Voice Quality and Prosody in English (2002)

Melissa Epstein

This study examines the effects of prosody on voice quality variations in American English sentences. Research on voice quality variations in English requires both taking into account the various linguistic sources for changes in voice quality and adequately tracking and measuring the range of naturally occurring voice qualities in English. For instance, several consonants in English have glottal stop allophones that can cause glottalization of the preceding vowel, and there are personal and regional variations in voice quality. In this study, these effects are controlled by obtaining an idiosyncratic baseline value for each measurement for each word of the corpus. Furthermore, voice quality variations are tracked using both quantitative measurements (derived from the Liljencrants/Fant (LF) model of the glottal source) and a qualitative description of the waveforms to capture the range of voice qualities in the corpus. Modeled source pulses were evaluated to calculate the measurements OQ (open quotient), RK (glottal skew), EE (spectral intensity) and Linearity (spectral linearity).

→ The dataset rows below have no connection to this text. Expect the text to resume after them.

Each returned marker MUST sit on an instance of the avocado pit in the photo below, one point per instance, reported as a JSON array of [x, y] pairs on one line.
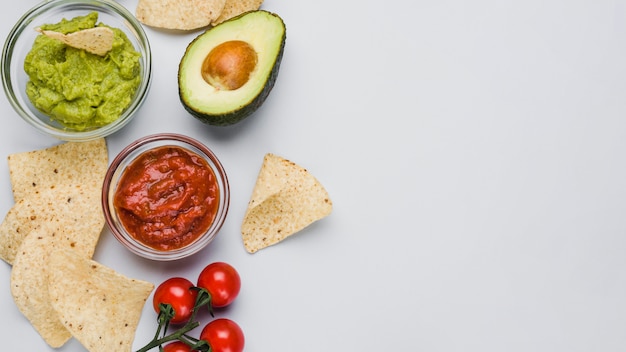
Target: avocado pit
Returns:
[[229, 65]]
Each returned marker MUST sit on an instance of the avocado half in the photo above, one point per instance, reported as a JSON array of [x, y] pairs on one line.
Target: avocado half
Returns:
[[248, 47]]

Samples were taken from 3 speakers producing variants of a single sentence. Tokens included interrogative and declarative sentences, and sentences with phrase-initial and phrase-final prominent words. Results show that there are consistent effects of prominence and phrase boundaries on voice quality, both across speakers and among measurements. Both prominent words and phrase-initial words displayed a .tenser. voice quality than their non-prominent and phrase-final counterparts. A tense voice quality is associated in theory with greater compression of the vocal fold and greater force of closure of the arytenoids. Acoustically, tense voice quality is correlated with low values of open quotient and glottal skew, and high values of spectral intensity and spectral linearity. On the other hand, changes in tense or lax voice quality were not correlated with changes in pitch, nor were there any effects of pitch accent type or boundary tone on modal voice quality. There was, however, an increase in non-modal phonation associated with Low boundary tones, but not with low phonetic pitch in general.